Skagit Valley College graciously provided space for Summer Academy 2016, but they’re just one institution that’s come together to make summer learning in Skagit a reality. Summer Academy 2016 received funding and volunteers from at least eight different churches across Western Washington. The Mount Vernon and Burlington School districts both provided school buses to transport students from their homes across Skagit, as well as child-sized furniture not usually found on college campuses. Family Promise, a homeless assistance organization, also lent them use of a smaller van to transport pre-school-aged children.
Summer Academy 2016 also received support from School’s Out Washington, one of ten organizations in Washington’s rural communities that received funding as a part of our Feed Your Brain grant. Our support meant the Foundation was able to bring on certified teachers, improving the quality of the experience for the children. Among them were two teachers trained in Mexico, now residing in Skagit County, able to work with the children in their own native language.

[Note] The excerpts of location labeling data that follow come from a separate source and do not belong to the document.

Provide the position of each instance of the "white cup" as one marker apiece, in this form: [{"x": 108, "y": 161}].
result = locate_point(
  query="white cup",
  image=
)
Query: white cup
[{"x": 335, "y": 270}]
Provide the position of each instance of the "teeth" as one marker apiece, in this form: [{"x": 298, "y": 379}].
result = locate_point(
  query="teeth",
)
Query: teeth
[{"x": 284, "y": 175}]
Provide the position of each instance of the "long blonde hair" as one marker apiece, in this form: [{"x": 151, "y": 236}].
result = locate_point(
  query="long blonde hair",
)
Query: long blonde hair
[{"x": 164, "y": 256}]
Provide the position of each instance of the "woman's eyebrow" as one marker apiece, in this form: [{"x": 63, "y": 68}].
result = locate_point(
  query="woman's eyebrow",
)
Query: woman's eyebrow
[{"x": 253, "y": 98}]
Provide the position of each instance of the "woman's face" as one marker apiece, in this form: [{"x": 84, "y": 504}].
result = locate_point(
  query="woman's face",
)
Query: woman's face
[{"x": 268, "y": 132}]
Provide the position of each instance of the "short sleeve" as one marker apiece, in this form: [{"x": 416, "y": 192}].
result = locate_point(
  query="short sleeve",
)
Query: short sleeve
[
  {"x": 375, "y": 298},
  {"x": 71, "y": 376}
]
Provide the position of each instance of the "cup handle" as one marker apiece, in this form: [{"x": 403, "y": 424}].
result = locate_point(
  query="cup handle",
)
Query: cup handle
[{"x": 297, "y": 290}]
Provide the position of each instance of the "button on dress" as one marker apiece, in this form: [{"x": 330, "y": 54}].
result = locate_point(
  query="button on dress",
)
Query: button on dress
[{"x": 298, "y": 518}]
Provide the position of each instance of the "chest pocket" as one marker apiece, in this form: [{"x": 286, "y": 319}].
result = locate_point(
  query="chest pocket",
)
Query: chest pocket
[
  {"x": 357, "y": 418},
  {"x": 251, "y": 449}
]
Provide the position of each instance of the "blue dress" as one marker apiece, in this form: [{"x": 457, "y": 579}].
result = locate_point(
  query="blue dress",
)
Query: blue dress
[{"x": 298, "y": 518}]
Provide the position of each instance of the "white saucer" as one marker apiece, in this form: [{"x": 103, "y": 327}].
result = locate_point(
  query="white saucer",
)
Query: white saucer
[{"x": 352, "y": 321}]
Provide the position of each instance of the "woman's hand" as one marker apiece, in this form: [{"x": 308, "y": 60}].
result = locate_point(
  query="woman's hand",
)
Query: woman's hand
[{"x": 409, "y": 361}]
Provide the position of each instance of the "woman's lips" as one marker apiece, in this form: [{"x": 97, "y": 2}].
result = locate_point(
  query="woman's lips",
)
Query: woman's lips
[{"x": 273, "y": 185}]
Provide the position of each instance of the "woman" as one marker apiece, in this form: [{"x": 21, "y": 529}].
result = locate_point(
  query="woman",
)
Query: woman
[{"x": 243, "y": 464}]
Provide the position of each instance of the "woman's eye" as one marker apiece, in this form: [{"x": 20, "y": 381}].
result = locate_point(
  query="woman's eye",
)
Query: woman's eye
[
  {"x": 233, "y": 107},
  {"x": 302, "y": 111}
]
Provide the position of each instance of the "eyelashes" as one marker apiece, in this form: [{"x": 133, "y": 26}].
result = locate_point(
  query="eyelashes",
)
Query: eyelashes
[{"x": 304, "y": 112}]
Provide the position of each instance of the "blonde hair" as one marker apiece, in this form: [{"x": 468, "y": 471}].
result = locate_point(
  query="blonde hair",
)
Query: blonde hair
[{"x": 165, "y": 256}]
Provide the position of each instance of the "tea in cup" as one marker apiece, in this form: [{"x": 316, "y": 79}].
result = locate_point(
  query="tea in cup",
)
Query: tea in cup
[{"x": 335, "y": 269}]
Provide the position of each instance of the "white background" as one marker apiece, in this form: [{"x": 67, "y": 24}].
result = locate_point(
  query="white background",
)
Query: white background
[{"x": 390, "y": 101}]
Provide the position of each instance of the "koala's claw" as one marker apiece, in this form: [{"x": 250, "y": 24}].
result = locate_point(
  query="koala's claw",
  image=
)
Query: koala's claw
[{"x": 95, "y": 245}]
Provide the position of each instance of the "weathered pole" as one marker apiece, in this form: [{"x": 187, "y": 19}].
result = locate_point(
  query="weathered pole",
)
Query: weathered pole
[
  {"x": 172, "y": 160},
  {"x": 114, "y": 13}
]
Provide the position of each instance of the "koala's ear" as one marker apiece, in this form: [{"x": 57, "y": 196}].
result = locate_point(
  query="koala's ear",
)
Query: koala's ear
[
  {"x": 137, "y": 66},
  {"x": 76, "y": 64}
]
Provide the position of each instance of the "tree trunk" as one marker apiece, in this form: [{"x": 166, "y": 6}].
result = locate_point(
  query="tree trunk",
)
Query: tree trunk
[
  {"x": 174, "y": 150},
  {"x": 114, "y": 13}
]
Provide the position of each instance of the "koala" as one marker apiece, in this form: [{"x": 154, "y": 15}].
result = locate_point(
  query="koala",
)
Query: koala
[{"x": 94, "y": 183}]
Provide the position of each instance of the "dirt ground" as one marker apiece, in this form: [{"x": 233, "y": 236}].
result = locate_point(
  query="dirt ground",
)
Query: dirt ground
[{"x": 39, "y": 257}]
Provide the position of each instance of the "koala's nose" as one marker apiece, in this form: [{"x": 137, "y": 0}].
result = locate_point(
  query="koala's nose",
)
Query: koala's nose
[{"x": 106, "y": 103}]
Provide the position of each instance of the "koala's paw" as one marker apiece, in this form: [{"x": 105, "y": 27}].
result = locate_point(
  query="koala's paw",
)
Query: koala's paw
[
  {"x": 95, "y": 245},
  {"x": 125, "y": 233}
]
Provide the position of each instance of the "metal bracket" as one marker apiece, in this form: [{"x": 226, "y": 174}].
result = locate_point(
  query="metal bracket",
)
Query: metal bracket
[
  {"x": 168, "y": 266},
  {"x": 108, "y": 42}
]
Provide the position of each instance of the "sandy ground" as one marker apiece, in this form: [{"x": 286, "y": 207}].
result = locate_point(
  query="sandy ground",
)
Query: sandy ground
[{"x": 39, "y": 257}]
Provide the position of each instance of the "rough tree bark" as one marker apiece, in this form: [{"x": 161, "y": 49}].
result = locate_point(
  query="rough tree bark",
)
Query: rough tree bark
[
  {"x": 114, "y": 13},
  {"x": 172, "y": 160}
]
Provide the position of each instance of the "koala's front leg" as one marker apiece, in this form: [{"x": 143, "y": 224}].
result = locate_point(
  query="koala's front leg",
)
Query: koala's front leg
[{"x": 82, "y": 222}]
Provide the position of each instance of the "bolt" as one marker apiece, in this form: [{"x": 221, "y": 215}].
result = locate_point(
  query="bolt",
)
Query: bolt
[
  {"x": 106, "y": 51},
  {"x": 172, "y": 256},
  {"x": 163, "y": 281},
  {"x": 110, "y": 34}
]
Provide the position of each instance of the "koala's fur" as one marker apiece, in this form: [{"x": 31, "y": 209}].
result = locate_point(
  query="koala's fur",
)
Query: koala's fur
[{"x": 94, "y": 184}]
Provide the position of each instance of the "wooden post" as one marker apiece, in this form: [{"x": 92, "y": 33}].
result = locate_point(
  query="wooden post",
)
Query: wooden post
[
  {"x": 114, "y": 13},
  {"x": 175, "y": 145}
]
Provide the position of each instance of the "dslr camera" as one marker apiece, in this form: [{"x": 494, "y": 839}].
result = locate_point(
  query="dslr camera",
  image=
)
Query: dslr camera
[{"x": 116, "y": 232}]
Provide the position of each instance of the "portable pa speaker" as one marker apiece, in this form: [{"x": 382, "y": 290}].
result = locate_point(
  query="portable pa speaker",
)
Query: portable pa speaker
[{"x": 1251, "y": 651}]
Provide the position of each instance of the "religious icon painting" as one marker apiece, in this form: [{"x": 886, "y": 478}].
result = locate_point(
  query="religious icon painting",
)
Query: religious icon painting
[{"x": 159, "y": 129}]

Also, SOWA has partnered with Page Ahead to provide each participating child at our Feed Your Brain sites with four brand-new free books during the program. Many of these children have a limited home library, and these books from Page Ahead allow them to grow their love of reading.
Another core value of Feed Your Brain is connecting summer programs with the USDA Summer Food Service program. Many children that depend on free or reduced price meals during the school year are at risk for going hungry during the summer months. The children at Summer Academy 2016 all receive free breakfast and lunch as a part of this federally-funded program, staffed by cafeteria workers from the Mount Vernon School District.
There is plenty of unmet demand for summer learning programs in Skagit’s Latino farmworker community. Robin Ringland, the Foundation’s Board President and co-administrator, told us that Mount Vernon has 900 children their school district believes should be attending summer school, but only have space for 100 at their own programs.
This is common in Washington’s rural areas. In many communities, summer learning programs funded by Feed Your Brain are the only game in town.
Foundation board members and academy co-administrators Rosario Aguilar and Marlene Kurtz Rios went door to door recruiting families to send their children to the Summer Academy. Aguilar said registration was slow at first, as parents weren’t sure what to think of it. But as soon as one parent was convinced, she said, word spread through their community and everything changed all at once. Ringland said registration climbed so much in one day that they had to reserve two extra rooms at the college!
The Foundation expected Summer Academy 2016 would serve about 100 children. As of July 18th, they’d served at least 196.
For Aguilar, the reward of this work is the hope that some of these kids will be ready for college when they graduate, and not be intimidated by the institution.
“They’re not afraid to go to college,” she told us through a translator. “They’ve already been to college.”